Di runway internasional, mulai New York hingga Paris, kerap terlihat nama-nama Asia berlaga, seperti Alexander Wang, Jason Wu, dan Prabal Gurung.Adapun di ranah modeling, wajah-wajah Asia pun tak kalah mempercantik runway internasional. Di antaranya, Liu Wen yang menjadi model Asia pertama untuk show Victoria’s Secret ataupun Sui He yang menjadi model Asia pertama di pertunjukan Ralph Lauren di New York Fashion Week.
Sementara, label mode lokal, seperti Charles & Keith dari Singapura, kini sudah memiliki posisi yang cukup mantap di pasar internasional. Teknologi juga turut membantu menaikkan pamor pasar Asia di peta konsumerisme dunia. Adanya situs jejaring sosial seperti Facebook dan Twitter semakin membuat pelaku mode internasional bergairah menjajal pasar Asia.
“Teknologi, khususnya internet, mengubah lanskap ritel secara permanen karena memengaruhi pola konsumsi konsumen,” papar Tan.
Di sejumlah situs e-commerce, mulai yang berskala internasional seperti e-Bay maupun skala regional seperti StyleMint, mencatat bahwa konsumen Asia menempati porsi besar pembelanjaan. Hal tersebut dituturkan Macala Wright Lee, CEO Fashionably Digital, dalam seminar “Fashion’s Brave New World: The Impact of Social Media on How We Design, Market, Brand and Retail.” Douglas Benjamin, Creative Director Raoul, label mode lokal Singapura, menyatakan bahwa saat ini e-commerce dan fcommerce memegang peranan penting untuk pasar ritel.
“Dengan media sosial, label mode bisa menjangkau konsumen lebih dekat,” ujarnya, sembari menambahkan, Raoul pun turut memeluk kekuatan e-commerce dengan“ menempatkan” koleksi di butik online Shopbob.
Ajang AFX menjadi kendaraan untuk menarik perhatian pelaku mode internasional dengan trade show Blue Print sebagai highlight. Lebih dari 100 label mode dari kota-kota mode Asia, termasuk Jakarta, Kuala Lumpur, Bangkok, Beijing, Hong Kong, Manila, dan Singapura, mempresentasikan koleksi mereka di hadapan 200 buyer mancanegara.

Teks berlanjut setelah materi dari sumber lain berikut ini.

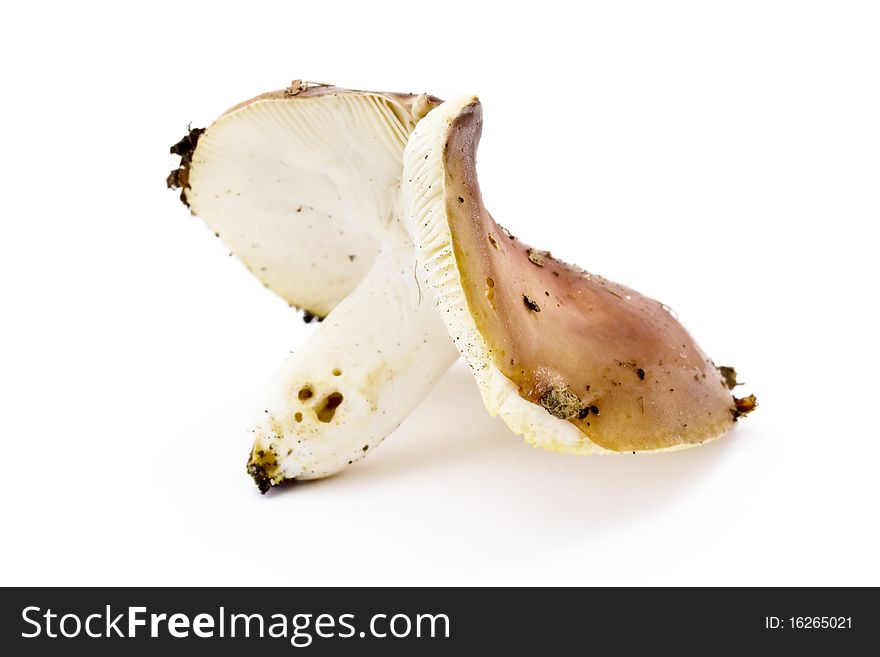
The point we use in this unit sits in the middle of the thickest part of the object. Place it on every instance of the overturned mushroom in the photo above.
(571, 361)
(302, 185)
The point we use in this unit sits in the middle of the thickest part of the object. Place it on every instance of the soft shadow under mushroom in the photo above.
(522, 487)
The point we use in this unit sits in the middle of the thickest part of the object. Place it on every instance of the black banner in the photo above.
(434, 621)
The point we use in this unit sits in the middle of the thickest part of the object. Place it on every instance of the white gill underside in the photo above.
(300, 189)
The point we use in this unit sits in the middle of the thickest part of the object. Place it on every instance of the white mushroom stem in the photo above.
(371, 361)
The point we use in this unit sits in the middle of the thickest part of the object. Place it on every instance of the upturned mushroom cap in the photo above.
(570, 360)
(300, 183)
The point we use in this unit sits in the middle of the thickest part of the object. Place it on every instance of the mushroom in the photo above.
(569, 360)
(302, 185)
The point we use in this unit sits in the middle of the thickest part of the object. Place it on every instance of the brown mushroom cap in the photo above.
(613, 363)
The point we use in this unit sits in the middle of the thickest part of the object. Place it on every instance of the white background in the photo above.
(723, 158)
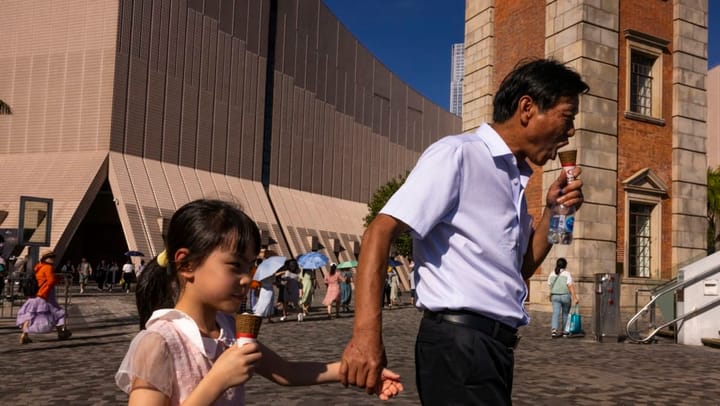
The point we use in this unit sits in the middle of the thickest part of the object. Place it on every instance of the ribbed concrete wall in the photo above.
(713, 117)
(57, 61)
(175, 97)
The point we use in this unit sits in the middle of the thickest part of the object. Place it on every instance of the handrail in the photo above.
(688, 315)
(665, 289)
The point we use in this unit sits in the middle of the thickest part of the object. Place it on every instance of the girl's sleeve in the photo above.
(149, 359)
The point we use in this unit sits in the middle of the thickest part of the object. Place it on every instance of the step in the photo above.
(711, 342)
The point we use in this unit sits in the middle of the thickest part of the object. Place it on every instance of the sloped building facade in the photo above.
(124, 110)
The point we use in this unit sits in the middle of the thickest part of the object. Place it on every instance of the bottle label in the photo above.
(569, 223)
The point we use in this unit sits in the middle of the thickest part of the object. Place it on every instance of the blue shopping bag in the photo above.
(575, 322)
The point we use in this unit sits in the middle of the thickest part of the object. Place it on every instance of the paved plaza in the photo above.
(548, 371)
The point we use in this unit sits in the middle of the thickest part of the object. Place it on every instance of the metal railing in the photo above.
(656, 293)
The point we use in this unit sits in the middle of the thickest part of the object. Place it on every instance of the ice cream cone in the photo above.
(567, 160)
(247, 328)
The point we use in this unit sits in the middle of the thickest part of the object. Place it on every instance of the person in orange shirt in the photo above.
(254, 285)
(41, 313)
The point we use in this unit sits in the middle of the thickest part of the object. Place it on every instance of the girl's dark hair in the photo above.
(292, 266)
(560, 265)
(545, 80)
(201, 227)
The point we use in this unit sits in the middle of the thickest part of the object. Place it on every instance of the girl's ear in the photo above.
(183, 268)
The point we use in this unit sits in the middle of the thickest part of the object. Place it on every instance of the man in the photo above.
(474, 243)
(128, 273)
(84, 271)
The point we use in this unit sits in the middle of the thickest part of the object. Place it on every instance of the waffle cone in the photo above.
(567, 157)
(247, 325)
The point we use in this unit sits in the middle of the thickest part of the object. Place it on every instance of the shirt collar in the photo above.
(498, 148)
(187, 326)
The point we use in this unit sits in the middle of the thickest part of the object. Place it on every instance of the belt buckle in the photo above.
(517, 341)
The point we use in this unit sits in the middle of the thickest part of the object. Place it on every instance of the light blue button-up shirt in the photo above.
(465, 205)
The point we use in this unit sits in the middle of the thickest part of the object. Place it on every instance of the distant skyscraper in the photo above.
(456, 75)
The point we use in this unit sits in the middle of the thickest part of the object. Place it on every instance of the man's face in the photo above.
(550, 130)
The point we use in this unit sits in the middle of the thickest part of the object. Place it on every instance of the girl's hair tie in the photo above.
(162, 259)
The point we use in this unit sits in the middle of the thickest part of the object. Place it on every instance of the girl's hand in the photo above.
(390, 385)
(236, 365)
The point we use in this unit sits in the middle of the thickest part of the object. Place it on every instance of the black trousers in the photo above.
(457, 365)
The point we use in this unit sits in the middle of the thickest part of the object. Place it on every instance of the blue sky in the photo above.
(413, 37)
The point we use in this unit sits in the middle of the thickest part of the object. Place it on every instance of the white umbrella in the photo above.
(268, 267)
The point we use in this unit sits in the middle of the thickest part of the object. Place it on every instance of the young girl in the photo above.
(186, 298)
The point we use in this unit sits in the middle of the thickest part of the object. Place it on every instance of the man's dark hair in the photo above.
(544, 80)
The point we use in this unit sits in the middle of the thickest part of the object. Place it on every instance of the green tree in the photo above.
(4, 108)
(713, 212)
(403, 244)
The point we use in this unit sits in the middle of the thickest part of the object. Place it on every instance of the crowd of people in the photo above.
(291, 290)
(106, 275)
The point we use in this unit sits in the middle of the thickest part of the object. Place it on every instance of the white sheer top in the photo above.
(172, 356)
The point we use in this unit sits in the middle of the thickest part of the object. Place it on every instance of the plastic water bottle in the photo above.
(562, 221)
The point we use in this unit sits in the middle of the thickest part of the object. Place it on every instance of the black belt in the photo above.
(501, 332)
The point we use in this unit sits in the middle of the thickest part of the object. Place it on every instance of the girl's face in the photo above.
(223, 279)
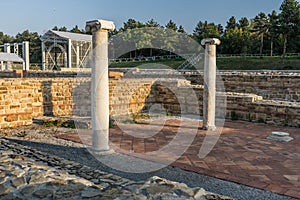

“Tahun kemarin, kami mendapatkan hasil yang menggembirakan dari Blue Print dan selama dua musim terakhir, kami sudah memasarkan produk ke Eropa, di Italia dan Inggris. Jadi, saya sangat antusias dengan Blue Print 2011,” katanya.
Sementara, Kleting Titis Wigati, desainer muda Indonesia yang membawa labelnya, KLE, ke ajang Blue Print Singapura, mengaku grogi sekaligus antusias.
“Jujur, kami gugup tapi ini adalah kesempatan besar buat desainer muda seperti kami untuk memasuki dan mempelajari industri ritel,” tutur Kleting, yang datang bersama “serombongan”desainer muda Indonesia lain, termasuk Dana Maulana dan Adrianus Rama Dauhan dari Danjyo Hiyoji, Amot Syamsuri Muda dari Isis, dan Soetjipto Hoeijaja dari Soe.Hoe.
“Semoga hasilnya nanti menggembirakan,” ucapnya, disambut anggukan setuju teman-temannya.